By André Schwarz
Regional Technical Director (Central Europe North)
Read this article to find out about:
- The image-processing capabilities required to support machine vision in embedded systems
- Features of the new S32V SoC from NXP that support machine vision
- The NXP software and tools that enable rapid vision system development
How Might the Operation of Industrial Machinery be Transformed if it Could See the World Around it?
Until recently, this has been a hypothetical question for many types of industrial equipment. True, some applications for machine vision do exist: high-volume manufacturing or process plants, for instance, often rely on cameras to perform Automated Optical Inspection (AOI), to spot defects or classify goods more reliably, quickly and cheaply than human operators. Camera equipment also performs visual tasks such as optical character recognition, for instance to log car registration plates in car parks. Until now, such applications for machine vision have called for a system architecture based on a camera connected to a PC or server.
But a PC-based system design has considerable size, cost and power implications which put it beyond the reach of many mainstream industrial applications. As this article shows, however, the introduction of a new generation of vision-enabled Systems-on-Chip (SoCs) backed by user-friendly tools for vision application development is making it possible for the first time for almost any kind of embedded system to add intelligent vision to the range of functions it provides.

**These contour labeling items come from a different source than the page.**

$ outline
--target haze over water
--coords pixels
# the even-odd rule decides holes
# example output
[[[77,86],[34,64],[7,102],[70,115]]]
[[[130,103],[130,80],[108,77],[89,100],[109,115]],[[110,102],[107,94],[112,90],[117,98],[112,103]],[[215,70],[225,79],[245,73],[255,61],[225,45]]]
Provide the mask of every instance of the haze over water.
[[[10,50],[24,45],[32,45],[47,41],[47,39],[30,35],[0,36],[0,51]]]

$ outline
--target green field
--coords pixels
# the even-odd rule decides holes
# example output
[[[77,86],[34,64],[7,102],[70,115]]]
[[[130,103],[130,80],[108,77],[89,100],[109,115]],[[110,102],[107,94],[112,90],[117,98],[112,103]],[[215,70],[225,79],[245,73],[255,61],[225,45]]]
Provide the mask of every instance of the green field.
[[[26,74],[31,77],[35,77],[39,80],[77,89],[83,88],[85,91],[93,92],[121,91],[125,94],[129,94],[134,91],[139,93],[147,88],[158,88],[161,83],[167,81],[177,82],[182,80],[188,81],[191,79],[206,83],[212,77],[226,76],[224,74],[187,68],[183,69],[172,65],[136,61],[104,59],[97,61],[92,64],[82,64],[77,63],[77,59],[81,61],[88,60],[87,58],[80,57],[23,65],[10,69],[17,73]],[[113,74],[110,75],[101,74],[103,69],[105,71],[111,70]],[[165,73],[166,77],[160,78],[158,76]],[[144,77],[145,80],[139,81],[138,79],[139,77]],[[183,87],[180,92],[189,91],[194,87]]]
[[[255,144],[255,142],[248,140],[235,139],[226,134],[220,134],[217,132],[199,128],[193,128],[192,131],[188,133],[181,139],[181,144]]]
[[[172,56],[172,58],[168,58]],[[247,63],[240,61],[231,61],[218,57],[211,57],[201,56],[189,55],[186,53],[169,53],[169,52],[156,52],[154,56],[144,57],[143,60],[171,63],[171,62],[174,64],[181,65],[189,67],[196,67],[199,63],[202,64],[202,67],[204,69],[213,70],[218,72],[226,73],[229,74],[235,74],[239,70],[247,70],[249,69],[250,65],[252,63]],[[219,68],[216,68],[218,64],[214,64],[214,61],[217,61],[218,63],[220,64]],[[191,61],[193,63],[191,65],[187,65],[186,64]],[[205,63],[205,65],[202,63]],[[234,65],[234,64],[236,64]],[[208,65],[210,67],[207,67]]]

The Cumbersome Hardware Architecture of Today’s Machine Vision Systems
The difficulty of implementing intelligent machine vision arises from the size and character of the data to be processed. An industrial image sensor typically has between 1 million and 10 million pixels, and operates at frame rates of up to several hundred frames per second. When IT professionals talk about the potential of ‘big data’, they are referring in part to the huge amounts of image data generated by such embedded cameras.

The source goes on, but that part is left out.